なんとなくサンネット日記

2010年7月27日

〈私〉の時代 №4

Filed under: つぶやき — 投稿者 @ 12:49 PM
いつか来た道

いつか来た道

 NPOや起業などによって生まれる自発的な共同体は、構成メンバーどうしが強い絆を求め、独特の雰囲気を創り出すのだろう、と思われる。

 わざわざ新しいグループを立ち上げたのだから、設立趣旨に賛同して集まっている人たちなのだから、トラブルは世の習いとしても本質的には情熱に満ち、まなざしを遠くに向けているに違いない、と想像するのは自然かもしれない。

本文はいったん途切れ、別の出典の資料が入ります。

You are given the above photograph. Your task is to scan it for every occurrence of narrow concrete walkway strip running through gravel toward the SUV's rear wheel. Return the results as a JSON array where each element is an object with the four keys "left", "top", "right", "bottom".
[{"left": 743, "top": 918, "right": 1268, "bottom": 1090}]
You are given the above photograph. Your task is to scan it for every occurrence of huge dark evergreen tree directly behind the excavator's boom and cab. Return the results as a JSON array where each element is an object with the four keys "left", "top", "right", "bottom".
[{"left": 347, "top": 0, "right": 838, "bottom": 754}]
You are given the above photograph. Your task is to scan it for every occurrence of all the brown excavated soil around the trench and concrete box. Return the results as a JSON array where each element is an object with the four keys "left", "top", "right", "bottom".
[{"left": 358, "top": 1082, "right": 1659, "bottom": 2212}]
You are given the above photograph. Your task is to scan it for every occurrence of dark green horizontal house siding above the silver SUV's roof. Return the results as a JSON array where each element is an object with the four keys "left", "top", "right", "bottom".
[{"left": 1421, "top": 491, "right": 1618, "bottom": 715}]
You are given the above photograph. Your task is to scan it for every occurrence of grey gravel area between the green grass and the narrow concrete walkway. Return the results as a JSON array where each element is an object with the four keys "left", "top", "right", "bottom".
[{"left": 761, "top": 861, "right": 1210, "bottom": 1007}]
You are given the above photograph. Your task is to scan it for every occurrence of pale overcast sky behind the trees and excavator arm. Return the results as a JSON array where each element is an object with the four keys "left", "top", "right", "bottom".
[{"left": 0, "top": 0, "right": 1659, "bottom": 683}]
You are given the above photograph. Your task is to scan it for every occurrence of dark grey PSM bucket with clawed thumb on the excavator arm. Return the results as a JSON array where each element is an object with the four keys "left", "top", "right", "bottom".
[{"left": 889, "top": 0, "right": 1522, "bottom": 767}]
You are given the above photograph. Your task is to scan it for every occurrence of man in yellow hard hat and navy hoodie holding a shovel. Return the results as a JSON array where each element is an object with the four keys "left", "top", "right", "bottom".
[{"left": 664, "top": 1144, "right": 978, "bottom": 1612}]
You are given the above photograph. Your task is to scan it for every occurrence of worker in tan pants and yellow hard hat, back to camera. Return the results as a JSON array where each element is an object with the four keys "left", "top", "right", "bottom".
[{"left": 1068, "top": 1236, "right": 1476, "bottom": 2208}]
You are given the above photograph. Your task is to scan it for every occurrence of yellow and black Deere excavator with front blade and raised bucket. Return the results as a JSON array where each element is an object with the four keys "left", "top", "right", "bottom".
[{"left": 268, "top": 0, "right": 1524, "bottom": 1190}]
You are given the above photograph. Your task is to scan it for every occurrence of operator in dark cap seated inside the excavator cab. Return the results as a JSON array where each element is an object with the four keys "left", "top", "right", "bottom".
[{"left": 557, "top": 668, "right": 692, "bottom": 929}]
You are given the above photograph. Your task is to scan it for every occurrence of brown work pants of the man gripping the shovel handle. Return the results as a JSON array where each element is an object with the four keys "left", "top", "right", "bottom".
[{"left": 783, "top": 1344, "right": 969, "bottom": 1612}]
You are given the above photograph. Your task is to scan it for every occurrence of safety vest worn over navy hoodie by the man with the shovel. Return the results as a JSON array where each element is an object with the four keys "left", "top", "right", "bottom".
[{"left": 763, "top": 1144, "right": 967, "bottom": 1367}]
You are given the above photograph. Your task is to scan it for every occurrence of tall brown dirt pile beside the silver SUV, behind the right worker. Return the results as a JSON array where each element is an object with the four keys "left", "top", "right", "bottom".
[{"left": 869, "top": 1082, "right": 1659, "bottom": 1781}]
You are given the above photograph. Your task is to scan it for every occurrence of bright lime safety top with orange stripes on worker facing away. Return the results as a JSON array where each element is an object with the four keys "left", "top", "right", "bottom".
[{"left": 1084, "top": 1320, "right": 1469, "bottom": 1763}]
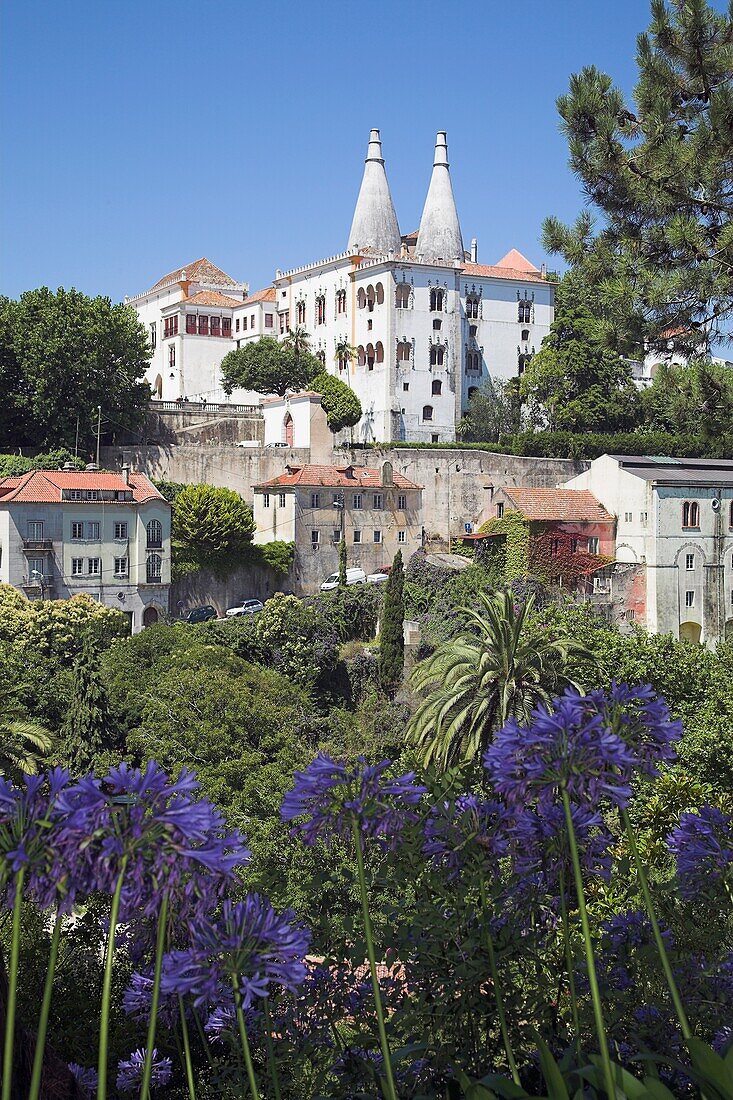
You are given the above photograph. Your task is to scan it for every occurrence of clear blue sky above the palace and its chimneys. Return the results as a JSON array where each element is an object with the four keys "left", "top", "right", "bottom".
[{"left": 0, "top": 0, "right": 669, "bottom": 299}]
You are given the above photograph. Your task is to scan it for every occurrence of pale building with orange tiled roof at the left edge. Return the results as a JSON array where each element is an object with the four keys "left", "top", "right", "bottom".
[{"left": 0, "top": 469, "right": 171, "bottom": 633}]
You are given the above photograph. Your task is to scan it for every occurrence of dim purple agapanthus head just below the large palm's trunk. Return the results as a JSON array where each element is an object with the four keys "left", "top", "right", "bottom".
[{"left": 423, "top": 794, "right": 510, "bottom": 876}]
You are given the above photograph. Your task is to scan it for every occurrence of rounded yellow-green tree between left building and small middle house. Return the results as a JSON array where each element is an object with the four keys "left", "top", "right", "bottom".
[{"left": 173, "top": 485, "right": 254, "bottom": 574}]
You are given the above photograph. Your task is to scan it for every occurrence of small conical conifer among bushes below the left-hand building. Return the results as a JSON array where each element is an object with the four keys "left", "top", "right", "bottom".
[{"left": 62, "top": 630, "right": 110, "bottom": 776}]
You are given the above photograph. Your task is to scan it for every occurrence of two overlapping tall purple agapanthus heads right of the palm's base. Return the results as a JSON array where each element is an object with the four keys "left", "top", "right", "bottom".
[{"left": 483, "top": 684, "right": 681, "bottom": 806}]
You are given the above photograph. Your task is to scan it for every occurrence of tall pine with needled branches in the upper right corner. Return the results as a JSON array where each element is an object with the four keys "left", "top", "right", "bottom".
[{"left": 544, "top": 0, "right": 733, "bottom": 354}]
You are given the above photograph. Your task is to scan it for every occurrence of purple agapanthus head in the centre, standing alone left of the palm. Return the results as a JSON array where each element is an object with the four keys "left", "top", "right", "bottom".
[{"left": 281, "top": 752, "right": 426, "bottom": 844}]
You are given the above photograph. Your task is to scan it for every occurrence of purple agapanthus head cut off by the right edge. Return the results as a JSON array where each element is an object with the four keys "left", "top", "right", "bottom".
[{"left": 667, "top": 806, "right": 733, "bottom": 899}]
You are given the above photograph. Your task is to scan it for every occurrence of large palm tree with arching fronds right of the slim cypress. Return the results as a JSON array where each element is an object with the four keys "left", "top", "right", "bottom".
[{"left": 407, "top": 591, "right": 595, "bottom": 769}]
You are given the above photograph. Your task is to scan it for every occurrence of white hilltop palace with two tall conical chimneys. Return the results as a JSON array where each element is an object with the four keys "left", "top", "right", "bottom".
[{"left": 127, "top": 130, "right": 555, "bottom": 442}]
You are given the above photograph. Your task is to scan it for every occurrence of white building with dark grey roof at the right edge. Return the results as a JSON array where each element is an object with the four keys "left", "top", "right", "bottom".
[{"left": 566, "top": 454, "right": 733, "bottom": 646}]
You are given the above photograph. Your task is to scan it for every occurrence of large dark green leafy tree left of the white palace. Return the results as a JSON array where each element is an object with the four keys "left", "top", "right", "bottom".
[{"left": 0, "top": 287, "right": 151, "bottom": 453}]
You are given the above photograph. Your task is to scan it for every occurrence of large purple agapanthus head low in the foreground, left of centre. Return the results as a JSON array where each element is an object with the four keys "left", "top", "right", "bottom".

この10年、「明るいNPO」「元気な起業家」、そういうイメージが求められてきた。しかし、実際は違う。

 どの団体にも、グループ周辺に自分を位置づけ、批評的な立場をとる人たちがいる。自発性が求心性を生み出さず、むしろ拡散する。中心は分割し、葛藤する。そして、明るくもなく元気でもない組織運営が生まれる…。

 どうしてこうなるのか…長いあいだ考えていた。

 時代が連帯や信頼というものを、かつてと異なる相貌にしたからか。個人主義、市場原理が人の見方と関係のあり方を変えたのか。投機的な風潮が秘密を常態化させ、連帯・信頼より個人的利益を価値あるものと考えるようになってしまったのか。

 それともパーソナルコンピュータや携帯電話が、視覚と触覚とスピードに偏った世界をつくり、自己の内面への関心を失わせたためか…。

 「私の人生の物語はつねに、私のアイデンティティの源であるコミュニティの物語のなかに埋め込まれている。私は過去を持って生まれる。だから、個人主義の流儀で自己をその過去から切り離されようとするのは、自分の現在の関係をゆがめることだ」。アメリカの哲学者・アラスデア・マッキンタイアの言葉だ。(『これからの「正義」の話をしよう』マイケル・サンデルp289)

 これを読み、もうひとつ、思いついた。それは、マッキンタイアの言いたかった裏面である。つまり、「個人主義の流儀」の人は、グループとの共同性に身を寄せることが「自由と選択」を手放すことであると思うかもしれないということだ。

 個人主義の流儀(自由と選択)が、共同体の過去と物語によって、制限される可能性があるということは意味深いかもしれない。